After the Primavera Negra of 2003, the European Union joined the rest of the free world in condemning the Cuban regime for its latest affront against the basic human rights of its citizens. In addition, the EU imposed sanctions against the rogue regime. By 2005, however, the measures were lifted and the sanctions were left in name only.
Today the EU’s commission for external relations decided to lift those sanctions. Even with such members as the Czech Republic and Sweden calling for the symbolic sanctions to be kept in place until the regime shows at least some improvement in its human rights record, the commission chose to ignore their pleas and the plight of the tens of thousands of Cuba’s political prisoners, and remove the sanctions.
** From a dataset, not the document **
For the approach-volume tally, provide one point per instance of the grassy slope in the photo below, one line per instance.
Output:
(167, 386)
The reason behind their decision? According to the EU commissioner, Benita Ferrero-Waldner, “the EU leaders feel they have to cooperate with changes in Cuba after [r]aul [c]astro took over as the head of the country’s government from his ailing brother [f]idel.”
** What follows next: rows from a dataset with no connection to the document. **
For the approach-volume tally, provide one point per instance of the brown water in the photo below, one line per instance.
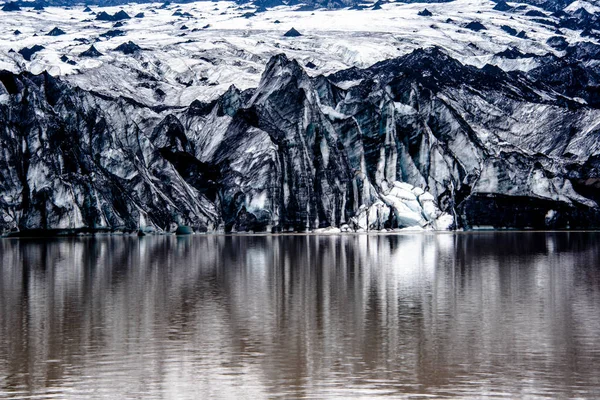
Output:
(441, 315)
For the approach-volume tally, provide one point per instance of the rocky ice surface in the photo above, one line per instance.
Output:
(195, 51)
(421, 141)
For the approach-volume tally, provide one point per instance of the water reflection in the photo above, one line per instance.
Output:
(505, 314)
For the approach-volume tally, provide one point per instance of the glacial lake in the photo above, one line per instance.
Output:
(468, 315)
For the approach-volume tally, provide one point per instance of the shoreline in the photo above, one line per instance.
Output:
(406, 231)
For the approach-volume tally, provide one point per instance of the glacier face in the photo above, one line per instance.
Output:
(226, 43)
(419, 141)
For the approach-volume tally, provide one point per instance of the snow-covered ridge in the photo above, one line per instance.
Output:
(198, 50)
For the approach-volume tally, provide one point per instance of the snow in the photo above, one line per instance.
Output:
(234, 50)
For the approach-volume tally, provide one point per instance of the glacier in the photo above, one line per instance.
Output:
(421, 141)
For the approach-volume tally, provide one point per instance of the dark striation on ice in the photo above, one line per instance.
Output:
(118, 16)
(292, 33)
(56, 32)
(11, 6)
(91, 52)
(28, 52)
(128, 48)
(502, 6)
(475, 26)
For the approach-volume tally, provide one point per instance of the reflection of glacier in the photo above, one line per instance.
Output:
(261, 316)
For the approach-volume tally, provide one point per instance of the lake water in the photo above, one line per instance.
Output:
(407, 315)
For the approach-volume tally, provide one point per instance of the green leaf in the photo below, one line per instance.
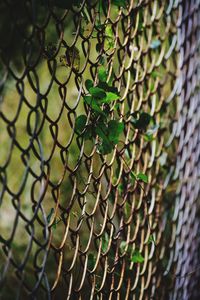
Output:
(91, 261)
(142, 177)
(142, 122)
(88, 84)
(105, 147)
(102, 74)
(105, 242)
(123, 246)
(163, 159)
(137, 257)
(110, 97)
(65, 4)
(148, 137)
(151, 239)
(50, 215)
(114, 130)
(155, 74)
(109, 38)
(120, 3)
(97, 92)
(80, 124)
(3, 241)
(93, 104)
(155, 44)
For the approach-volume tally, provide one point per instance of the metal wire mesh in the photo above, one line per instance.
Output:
(74, 224)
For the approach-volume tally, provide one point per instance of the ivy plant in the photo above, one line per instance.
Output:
(98, 100)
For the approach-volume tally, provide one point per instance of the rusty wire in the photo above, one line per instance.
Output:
(70, 217)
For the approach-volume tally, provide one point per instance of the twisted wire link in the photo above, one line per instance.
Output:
(74, 224)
Cell phones, computers, and weekend stays in all-inclusive resorts—all of which only the regime’s elite and a small fraction of the Cuban population can afford. To the EU, though, that constitutes a huge leap in progress toward respecting human rights.
Methinks Dr. Oscar Elias Biscet who is languishing in a dark jail cell right now might disagree.
UPDATE – 11:07 pm
According to this Daily Mail online article, the lifting of the symbolic sanctions by the EU will “encourage reforms.”
The move is largely symbolic, but will be seen as a victory for Cuba’s new premier, [r]aul [c]astro – who took over from his brother nearly two years ago.
European leaders are keen to encourage him to press ahead with democratic and economic reforms.
I am sure the results of this strategy will come as no surprise. It was the same strategy in place during the last Primavera Negra.